Por mais que tenha trabalhado (e ainda trabalhe) com o pai, Thomas encontrou um nicho só dele. Há 9 anos, abriu, em sociedade com André Meisler, o T.T. Burger, que tem além de franquias em Niterói e em Brasília e planos para abrirem outros três estados. Cada T.T. se desdobra em outras três marcas on-line: Tom Ticken (especializada em frango), Três Gordos (de smash burger) e Marola (de pescados). “Escolhi um caminho que ninguém na minha família tinha trilhado, que é o do fast food”, diz. “Consegui tirar o meu nome debaixo da sombra do meu pai.
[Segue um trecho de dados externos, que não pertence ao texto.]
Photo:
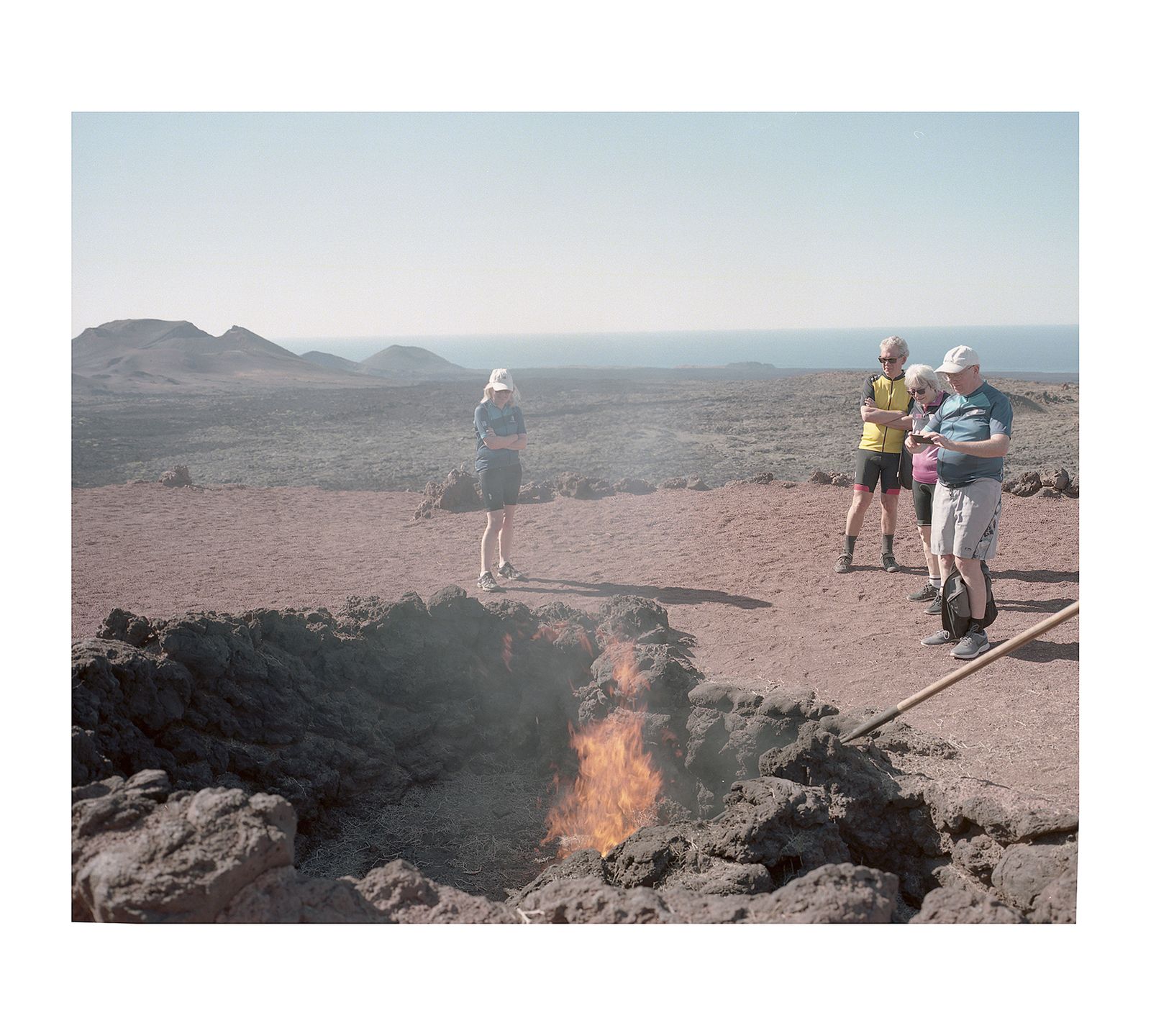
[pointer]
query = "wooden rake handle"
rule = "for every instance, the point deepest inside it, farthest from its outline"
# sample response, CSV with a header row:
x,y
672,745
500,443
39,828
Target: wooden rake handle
x,y
965,671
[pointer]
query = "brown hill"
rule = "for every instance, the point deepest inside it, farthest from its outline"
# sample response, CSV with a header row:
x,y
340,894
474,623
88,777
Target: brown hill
x,y
329,360
170,355
409,360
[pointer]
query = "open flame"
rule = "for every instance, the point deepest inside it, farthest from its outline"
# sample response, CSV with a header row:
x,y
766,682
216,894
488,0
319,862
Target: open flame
x,y
617,786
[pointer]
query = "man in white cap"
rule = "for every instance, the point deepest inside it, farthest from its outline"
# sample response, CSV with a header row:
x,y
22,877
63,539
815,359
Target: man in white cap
x,y
972,430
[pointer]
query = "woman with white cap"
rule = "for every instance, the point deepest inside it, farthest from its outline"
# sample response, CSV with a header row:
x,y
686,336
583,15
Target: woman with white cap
x,y
500,435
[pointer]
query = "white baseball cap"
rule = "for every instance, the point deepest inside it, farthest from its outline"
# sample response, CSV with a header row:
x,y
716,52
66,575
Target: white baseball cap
x,y
501,380
958,360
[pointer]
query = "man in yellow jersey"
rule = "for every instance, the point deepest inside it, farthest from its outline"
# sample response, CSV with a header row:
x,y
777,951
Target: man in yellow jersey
x,y
884,406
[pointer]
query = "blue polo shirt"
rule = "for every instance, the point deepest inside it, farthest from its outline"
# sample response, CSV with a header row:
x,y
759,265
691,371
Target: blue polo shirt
x,y
973,418
506,422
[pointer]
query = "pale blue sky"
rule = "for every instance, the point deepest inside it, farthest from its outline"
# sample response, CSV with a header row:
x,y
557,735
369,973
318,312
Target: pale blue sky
x,y
345,224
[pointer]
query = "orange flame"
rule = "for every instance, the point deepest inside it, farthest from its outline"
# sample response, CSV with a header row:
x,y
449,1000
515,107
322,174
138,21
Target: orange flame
x,y
616,789
617,786
552,633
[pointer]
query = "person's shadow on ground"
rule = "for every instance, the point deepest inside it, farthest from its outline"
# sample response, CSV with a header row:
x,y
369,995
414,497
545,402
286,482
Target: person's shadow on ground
x,y
1047,650
1035,576
663,594
1049,606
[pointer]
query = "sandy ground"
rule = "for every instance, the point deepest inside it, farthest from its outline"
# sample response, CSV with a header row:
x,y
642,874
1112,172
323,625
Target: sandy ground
x,y
746,570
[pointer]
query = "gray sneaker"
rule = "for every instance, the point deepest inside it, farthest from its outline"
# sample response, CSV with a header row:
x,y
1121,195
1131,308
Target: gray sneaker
x,y
938,638
972,646
509,571
929,593
488,581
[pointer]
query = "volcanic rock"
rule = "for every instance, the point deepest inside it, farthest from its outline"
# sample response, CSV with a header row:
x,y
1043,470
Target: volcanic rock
x,y
535,492
414,745
178,477
137,859
1027,871
960,906
458,492
630,485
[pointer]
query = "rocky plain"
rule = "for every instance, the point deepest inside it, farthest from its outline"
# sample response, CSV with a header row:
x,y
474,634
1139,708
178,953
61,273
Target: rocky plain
x,y
286,707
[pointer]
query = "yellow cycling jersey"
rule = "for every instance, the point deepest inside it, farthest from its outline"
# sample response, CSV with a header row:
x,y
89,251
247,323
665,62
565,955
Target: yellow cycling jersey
x,y
884,393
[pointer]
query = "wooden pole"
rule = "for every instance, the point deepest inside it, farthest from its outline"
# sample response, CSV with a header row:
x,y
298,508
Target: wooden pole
x,y
965,671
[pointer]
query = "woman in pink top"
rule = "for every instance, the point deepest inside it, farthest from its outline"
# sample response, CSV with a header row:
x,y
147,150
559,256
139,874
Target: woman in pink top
x,y
924,389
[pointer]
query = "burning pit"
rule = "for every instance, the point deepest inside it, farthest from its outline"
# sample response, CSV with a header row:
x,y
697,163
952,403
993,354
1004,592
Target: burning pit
x,y
456,761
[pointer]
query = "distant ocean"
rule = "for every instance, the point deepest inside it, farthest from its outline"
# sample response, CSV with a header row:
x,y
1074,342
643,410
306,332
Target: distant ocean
x,y
1045,348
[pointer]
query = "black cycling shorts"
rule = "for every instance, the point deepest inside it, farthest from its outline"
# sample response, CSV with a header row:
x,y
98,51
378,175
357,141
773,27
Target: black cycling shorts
x,y
500,486
872,466
922,496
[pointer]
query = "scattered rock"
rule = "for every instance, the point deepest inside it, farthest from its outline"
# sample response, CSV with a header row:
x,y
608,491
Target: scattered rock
x,y
963,906
630,485
458,492
211,753
1027,871
176,477
535,493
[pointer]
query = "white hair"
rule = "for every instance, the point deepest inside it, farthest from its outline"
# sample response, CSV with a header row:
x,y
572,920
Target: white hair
x,y
896,343
920,374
Não é ‘Thomas, filho do Claude’; virei ‘Thomas, hamburgueiro’.”
Com Claude, ele diz ter aprendido a fazer sempre um mix de comida um pouco mais comercial e comida conceitual. “Porque você tem dois tipos de cliente: o que não gosta de sair da zona de conforto e o que gosta.” Mas ele vê diferenças no estilo de pai e filho, claro. “Eu sou mais nova-iorquino em querer replicar meus negócios. Meu pai já é mais criatividade, quer sempre criar negócios novos. A gente vai juntando a cabeça dos dois e tentando multiplicar.”
Em seu caminho à parte, Carola também leva lições familiares para a cozinha. “É um privilégio: a gente come muito bem e tem todo esse entendimento da criatividade, do pequeno produtor, de dar valor à comida.” Aos 39 anos, ela lembra que tentou tomar outro rumo que não o da cozinha. “Planejei para mim uma história completamente diferente”, conta. “Fiz publicidade, trabalhei muito tempo com produção de eventos, de filmes e fotos. Aí fui trabalhar nos restaurantes para fazer exatamente isso, eventos. Inserida naquele ambiente, comecei a me interessar pelos doces. Fui fazer uma aula de bolos e aí foi muito orgânico, as coisas foram acontecendo.”
Ela até estagiou na confeitaria do restaurante do pai, mas sentiu que não era esse doce supertécnico que gostaria de fazer. “Eu vendia no boca a boca, era meio que um hobby. Veio a pandemia, comecei a postar receitas e fazer lives. Mas sempre buscando esse lado artesanal, afetivo, de resgate de memórias, e não o mundo gastronômico de restaurantes. A minha pegada é bem diferente do que a família Troisgros anda fazendo há anos. Mas não deixa de ser dentro da cozinha e com muito amor.” Claude, que, se fosse pelo gosto do pai, teria retornado à França para atuar ao lado do irmão, tenta não exercer a mesma pressão, mas fica feliz de ver os filhos na cozinha. “No fundo, não voltei [para a França] para fugir da responsabilidade familiar”, diz. “Fico muito orgulhoso de ter filhos que continuaram a profissão, mas principalmente de ter filhos que decidiram não depender mais de mim. É uma evolução e mostra o caráter de cada um.”